Other provisions in the bill will allow an additional 555,000 students to qualify for Pell Grants annually. The legislation also proposes changes that will increase the number of students who qualify for the maximum Pell Grant award by 1.7 million. Another of the bill’s significant changes to existing policy is its elimination of the 26-year ban on Pell Grants access for incarcerated individuals.

“The progress that this legislation represents for under-served and low-income students cannot be overstated,” said Jones. “From day one, I have been working with colleagues from both sides of the aisle to make a positive, meaningful impact for students and colleges in Alabama and across the country. Simplifying the burdensome FAFSA is a substantial step to make college more affordable and accessible. Further, I am thrilled that we could work together to find a way to forgive the debt many of our HBCUs carry. Even before this pandemic, HBCUs were already consistently under-resourced while providing quality education to many first-generation students.”
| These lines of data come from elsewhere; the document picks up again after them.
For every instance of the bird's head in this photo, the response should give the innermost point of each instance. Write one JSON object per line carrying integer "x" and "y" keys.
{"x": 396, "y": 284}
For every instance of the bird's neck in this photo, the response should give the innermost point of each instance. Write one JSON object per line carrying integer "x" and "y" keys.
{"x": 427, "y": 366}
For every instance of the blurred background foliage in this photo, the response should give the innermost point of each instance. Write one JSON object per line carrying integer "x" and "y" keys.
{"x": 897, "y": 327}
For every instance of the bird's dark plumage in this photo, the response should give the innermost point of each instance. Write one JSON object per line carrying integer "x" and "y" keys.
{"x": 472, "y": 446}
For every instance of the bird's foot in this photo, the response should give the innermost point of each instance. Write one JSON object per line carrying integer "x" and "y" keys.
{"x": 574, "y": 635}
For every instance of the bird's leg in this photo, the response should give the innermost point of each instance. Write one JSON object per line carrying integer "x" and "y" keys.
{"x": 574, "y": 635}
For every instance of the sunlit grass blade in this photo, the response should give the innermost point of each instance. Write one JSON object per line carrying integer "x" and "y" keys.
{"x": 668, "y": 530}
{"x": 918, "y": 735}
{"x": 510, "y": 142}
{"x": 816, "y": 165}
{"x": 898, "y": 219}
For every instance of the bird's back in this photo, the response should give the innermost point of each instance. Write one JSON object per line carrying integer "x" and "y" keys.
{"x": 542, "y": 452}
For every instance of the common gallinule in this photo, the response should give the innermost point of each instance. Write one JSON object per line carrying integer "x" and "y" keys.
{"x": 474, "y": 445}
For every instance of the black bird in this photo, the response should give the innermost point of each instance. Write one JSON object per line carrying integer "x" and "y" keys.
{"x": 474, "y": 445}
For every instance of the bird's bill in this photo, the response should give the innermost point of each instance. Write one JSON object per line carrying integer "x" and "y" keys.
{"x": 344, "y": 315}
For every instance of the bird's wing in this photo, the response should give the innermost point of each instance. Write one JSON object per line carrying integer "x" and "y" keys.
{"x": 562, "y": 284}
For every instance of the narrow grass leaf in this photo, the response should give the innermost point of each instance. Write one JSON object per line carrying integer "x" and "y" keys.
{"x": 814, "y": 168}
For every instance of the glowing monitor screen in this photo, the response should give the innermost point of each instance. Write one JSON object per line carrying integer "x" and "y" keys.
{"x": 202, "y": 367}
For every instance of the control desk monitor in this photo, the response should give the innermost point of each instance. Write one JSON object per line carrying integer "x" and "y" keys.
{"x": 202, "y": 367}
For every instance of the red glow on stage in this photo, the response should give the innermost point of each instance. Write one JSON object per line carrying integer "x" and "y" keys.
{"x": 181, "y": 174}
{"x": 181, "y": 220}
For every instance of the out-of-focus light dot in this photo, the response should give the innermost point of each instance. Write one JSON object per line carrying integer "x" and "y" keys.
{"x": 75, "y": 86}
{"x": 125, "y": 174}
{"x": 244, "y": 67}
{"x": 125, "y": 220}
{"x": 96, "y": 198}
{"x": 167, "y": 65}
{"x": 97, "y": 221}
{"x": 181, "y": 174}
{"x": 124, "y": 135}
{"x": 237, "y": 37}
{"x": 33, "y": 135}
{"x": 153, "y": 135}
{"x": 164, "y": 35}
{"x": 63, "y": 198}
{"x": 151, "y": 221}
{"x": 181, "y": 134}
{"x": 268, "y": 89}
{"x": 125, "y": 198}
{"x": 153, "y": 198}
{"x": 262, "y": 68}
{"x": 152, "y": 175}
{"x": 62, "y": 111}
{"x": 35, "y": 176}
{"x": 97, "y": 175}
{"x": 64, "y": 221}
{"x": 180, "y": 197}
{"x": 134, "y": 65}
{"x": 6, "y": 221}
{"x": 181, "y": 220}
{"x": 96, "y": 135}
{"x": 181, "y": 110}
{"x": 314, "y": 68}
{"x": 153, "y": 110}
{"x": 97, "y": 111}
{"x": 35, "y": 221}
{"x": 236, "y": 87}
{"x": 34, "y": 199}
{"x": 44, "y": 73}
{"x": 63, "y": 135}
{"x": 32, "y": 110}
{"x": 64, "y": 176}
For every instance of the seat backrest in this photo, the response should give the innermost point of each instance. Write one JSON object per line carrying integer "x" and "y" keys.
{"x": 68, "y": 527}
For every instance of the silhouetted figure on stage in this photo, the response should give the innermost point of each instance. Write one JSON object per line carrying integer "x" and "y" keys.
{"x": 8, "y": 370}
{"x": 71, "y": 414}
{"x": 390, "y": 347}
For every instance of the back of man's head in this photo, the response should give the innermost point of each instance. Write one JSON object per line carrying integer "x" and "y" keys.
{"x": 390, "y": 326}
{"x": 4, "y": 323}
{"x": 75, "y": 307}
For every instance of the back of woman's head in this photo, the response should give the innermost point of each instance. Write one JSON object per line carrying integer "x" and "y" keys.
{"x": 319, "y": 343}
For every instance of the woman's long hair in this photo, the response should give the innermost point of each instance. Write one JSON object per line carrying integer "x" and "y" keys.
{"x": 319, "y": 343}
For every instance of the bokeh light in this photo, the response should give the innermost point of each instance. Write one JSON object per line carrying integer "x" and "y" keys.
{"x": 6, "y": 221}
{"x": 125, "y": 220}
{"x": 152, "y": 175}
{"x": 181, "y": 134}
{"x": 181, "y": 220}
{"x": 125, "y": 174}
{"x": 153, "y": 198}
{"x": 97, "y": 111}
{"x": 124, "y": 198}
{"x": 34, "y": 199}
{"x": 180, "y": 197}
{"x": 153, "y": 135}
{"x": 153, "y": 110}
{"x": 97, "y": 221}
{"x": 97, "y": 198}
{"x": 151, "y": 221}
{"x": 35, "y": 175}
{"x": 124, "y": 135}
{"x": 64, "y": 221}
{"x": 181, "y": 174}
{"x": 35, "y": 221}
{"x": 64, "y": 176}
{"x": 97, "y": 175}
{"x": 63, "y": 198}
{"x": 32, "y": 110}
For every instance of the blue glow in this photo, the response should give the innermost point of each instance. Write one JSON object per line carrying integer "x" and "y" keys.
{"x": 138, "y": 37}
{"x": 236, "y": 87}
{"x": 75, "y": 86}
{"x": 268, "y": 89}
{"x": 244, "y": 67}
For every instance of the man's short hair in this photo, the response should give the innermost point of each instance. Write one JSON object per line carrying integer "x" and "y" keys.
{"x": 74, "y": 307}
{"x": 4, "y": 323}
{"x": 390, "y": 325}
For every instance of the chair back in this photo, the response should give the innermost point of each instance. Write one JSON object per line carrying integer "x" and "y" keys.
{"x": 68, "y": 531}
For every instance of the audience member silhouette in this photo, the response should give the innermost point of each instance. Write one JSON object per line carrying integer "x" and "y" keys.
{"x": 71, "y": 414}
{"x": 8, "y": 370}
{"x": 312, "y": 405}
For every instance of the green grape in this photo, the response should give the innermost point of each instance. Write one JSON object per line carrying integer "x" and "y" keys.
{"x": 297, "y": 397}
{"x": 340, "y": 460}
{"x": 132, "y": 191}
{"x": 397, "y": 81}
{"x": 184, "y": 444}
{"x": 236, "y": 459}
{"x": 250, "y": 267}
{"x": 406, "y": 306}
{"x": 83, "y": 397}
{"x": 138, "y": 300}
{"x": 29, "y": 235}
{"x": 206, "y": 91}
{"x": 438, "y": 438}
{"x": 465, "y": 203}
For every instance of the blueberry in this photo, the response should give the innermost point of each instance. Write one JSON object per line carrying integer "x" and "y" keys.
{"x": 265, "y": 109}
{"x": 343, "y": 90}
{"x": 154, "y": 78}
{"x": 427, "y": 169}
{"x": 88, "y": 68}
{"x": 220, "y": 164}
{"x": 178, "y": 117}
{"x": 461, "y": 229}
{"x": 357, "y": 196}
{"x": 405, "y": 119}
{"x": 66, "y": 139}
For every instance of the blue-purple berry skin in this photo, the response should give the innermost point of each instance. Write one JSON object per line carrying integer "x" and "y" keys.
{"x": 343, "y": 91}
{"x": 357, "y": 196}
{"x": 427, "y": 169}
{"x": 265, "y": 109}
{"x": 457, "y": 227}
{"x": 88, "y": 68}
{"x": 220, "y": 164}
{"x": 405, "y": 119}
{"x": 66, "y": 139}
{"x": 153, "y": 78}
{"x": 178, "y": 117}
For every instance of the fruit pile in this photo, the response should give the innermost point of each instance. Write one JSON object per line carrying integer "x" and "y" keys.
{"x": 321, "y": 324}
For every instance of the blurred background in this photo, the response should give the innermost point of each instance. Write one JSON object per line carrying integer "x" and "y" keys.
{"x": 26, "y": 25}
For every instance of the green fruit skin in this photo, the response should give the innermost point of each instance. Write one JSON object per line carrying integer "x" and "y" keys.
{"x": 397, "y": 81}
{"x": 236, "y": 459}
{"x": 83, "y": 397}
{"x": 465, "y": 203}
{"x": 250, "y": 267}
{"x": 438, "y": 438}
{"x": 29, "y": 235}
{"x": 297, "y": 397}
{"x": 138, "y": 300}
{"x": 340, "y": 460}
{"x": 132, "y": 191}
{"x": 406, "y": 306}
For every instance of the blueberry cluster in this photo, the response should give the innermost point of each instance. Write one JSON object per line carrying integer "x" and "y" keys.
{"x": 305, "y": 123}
Jones, reportedly one of President-Elect Biden’s top contenders for Attorney General, is only weeks away from the conclusion of his Senate term. With this legislation as one of his last major victories as a Senator, the Alabama lawmaker's bill could have a significant impact on higher education since its provisions increase student access to federal education funding and support the fiscal health of HBCUs. Despite its potential impact, Jones' across the aisle effort with Senators Alexander and Scott may never become law by virtue of the legislation’s inclusion in the federal government’s 2021 spending package.

Although the 2021 spending bill has been passed by both houses of Congress, President Trump has already signaled his displeasure with the $2.3 trillion funding package, threatening that he may not sign the bill unless there is an increase in the proposed $600 in COVID relief for Americans.

"I am asking Congress to amend this bill and increase the ridiculously low $600 (direct payment) to $2,000 or $4,000 for a couple," said Trump in a recent video posted to Twitter.

"I'm also asking Congress to immediately get rid of the wasteful and unnecessary items from this legislation and to send me a suitable bill, or else the next administration will have to deliver a Covid relief package...and maybe that administration will be me, and we will get it done," Trump concluded.

President Trump's response to the proposed spending bill may ultimately determine whether American students will reap the benefits of Senator Jones’ bipartisan effort to make significant change to federal education policy.